William Klein (1926-2022), was one of most significant image makers of the 20th century, with a vast body of work incorporating fashion, street photography, books, films and abstract work.
With a focus on key moments and themes in Klein’s long creative career, this exhibition and accompanying publication highlight its defining characteristic: performance.
There is a theatricality to all Klein’s images and it stemmed from his philosophy of life. Firstly, Klein understood human identity and character as always being performed, always dramatic. Existence is unavoidably theatrical. We act it out – for ourselves, for each other, and for cameras.

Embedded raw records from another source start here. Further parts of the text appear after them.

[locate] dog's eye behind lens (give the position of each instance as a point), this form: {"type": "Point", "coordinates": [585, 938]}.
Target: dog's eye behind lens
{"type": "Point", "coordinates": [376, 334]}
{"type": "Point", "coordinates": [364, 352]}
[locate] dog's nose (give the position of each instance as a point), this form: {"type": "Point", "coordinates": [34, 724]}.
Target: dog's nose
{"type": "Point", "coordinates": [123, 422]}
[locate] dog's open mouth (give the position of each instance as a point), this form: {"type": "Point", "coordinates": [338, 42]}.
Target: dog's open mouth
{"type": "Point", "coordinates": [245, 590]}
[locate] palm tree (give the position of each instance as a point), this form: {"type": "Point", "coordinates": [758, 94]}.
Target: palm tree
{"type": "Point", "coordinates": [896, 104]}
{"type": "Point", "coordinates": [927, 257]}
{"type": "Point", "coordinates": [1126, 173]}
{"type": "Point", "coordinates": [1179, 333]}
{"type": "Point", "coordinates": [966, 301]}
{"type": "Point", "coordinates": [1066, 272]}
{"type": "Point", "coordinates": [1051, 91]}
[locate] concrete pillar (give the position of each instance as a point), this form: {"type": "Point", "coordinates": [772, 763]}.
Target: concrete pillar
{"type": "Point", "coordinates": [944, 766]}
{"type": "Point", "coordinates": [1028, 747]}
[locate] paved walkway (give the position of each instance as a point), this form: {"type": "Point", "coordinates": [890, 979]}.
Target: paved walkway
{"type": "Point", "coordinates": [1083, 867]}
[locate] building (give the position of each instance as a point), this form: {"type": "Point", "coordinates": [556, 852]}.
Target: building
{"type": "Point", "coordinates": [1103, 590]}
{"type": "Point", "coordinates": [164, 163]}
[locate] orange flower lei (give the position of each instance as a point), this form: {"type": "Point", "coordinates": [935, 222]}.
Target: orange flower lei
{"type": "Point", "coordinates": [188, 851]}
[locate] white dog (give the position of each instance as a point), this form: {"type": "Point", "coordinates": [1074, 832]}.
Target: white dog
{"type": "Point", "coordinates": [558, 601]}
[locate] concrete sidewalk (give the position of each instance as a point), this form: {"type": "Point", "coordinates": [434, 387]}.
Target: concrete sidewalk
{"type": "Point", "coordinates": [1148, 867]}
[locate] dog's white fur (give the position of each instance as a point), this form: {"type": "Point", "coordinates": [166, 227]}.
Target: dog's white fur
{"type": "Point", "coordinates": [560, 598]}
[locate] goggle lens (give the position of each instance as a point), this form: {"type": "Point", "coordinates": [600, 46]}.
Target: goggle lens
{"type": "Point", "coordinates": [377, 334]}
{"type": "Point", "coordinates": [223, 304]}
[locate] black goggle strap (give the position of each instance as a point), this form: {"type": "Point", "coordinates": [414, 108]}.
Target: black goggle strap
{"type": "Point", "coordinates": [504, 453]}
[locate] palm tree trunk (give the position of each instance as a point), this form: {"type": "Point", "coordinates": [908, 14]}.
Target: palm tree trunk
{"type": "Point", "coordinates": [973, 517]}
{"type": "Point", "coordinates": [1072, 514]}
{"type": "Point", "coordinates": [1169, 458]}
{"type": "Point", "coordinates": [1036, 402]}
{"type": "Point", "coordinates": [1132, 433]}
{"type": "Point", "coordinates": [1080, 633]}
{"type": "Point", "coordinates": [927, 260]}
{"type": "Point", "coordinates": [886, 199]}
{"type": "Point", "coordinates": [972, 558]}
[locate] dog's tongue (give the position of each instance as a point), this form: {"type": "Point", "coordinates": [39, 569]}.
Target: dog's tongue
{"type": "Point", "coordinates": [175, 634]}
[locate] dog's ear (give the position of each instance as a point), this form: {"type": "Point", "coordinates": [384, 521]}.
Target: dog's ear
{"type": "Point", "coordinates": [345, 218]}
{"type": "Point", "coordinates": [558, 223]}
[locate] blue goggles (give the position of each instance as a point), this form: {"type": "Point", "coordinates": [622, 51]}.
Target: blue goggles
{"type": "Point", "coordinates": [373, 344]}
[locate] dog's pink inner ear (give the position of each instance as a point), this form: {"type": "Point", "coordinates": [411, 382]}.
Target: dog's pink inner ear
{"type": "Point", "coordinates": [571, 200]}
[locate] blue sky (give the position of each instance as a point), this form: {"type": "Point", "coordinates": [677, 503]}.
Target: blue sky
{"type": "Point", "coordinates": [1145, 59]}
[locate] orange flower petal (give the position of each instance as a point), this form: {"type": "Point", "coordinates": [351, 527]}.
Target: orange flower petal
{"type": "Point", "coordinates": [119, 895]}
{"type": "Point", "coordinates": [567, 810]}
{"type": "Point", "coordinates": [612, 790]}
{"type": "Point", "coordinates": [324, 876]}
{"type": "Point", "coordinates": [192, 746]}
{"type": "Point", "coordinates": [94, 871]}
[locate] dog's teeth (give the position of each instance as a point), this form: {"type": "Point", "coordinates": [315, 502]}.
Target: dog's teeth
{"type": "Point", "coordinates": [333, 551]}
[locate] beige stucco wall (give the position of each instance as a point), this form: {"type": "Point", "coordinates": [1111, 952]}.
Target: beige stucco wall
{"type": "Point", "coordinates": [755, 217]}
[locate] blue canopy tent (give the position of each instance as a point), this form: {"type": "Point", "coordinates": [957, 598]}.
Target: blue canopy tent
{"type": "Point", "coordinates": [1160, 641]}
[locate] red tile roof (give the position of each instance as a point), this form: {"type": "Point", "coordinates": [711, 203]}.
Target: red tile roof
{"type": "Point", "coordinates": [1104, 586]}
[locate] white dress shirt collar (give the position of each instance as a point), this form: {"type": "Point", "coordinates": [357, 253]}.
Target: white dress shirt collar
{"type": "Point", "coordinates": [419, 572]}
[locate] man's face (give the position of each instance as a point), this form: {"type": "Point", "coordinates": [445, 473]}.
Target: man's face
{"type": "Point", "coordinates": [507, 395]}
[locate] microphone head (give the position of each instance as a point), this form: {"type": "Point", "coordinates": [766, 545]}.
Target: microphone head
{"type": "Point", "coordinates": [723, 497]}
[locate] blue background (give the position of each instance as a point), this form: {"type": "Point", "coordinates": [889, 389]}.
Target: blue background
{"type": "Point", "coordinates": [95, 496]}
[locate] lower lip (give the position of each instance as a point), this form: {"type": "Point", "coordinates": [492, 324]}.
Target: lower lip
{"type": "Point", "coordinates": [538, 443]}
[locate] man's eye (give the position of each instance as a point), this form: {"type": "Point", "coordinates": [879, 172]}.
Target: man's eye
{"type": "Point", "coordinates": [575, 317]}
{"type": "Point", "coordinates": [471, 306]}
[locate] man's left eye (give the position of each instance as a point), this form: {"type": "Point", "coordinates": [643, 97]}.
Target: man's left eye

Secondly, Klein was not a believer in objectivity, nor in the idea that a photographer or filmmaker should be invisible. He was upfront and actively present to his subjects, be they strangers he met and photographed on the street, fashion models with whom he collaborated, or the actors in his self-conscious and highly reflexive documentary and feature films. William Klein – All the World’s a Stage is a close and illuminating look at this most performative of artists.
Key Moments and Themes:
The Look to Camera:
Klein interacted with his subjects, talking with them, getting to know them. Whether on the street or in the studio, his photographs nearly always emerged from these exchanges. We feel Klein’s presence behind his camera, especially when his subjects are looking straight into its lens.
Working with Performers:
Klein had a natural affinity with performers of all kinds. Fashion models at Vogue, avant garde dancers, sports personalities, singers, musicians, actors. He collaborated with them in many ways, always alert to their spontaneous gestures and unexpected reactions.
Groups:
Klein’s fascination with performance is at its most complex in his legendary group portraits, usually made spontaneously on the street. Here we can feel how people intersect with each other, with the world around them, and with Klein behind the camera. These portraits, with their multiple vectors, pull the frame in different directions, full of the energy of life.
Performing the Image:
Klein understood the image itself as a kind of non-objective performance. We see this in the gestural marks of his abstract darkroom work, so reminiscent of the painterly gestures of Abstract Expressionist painting. We see it in the way he approached using his camera – handheld and visceral in a chaotic world – and in the gestural ways he printed his negatives, exploring grain, motion, and fragmentation. In his landmark photobooks, Klein pushed all this to its limits, exploring energetic page layouts, dynamic sequences and surprising graphic possibilities.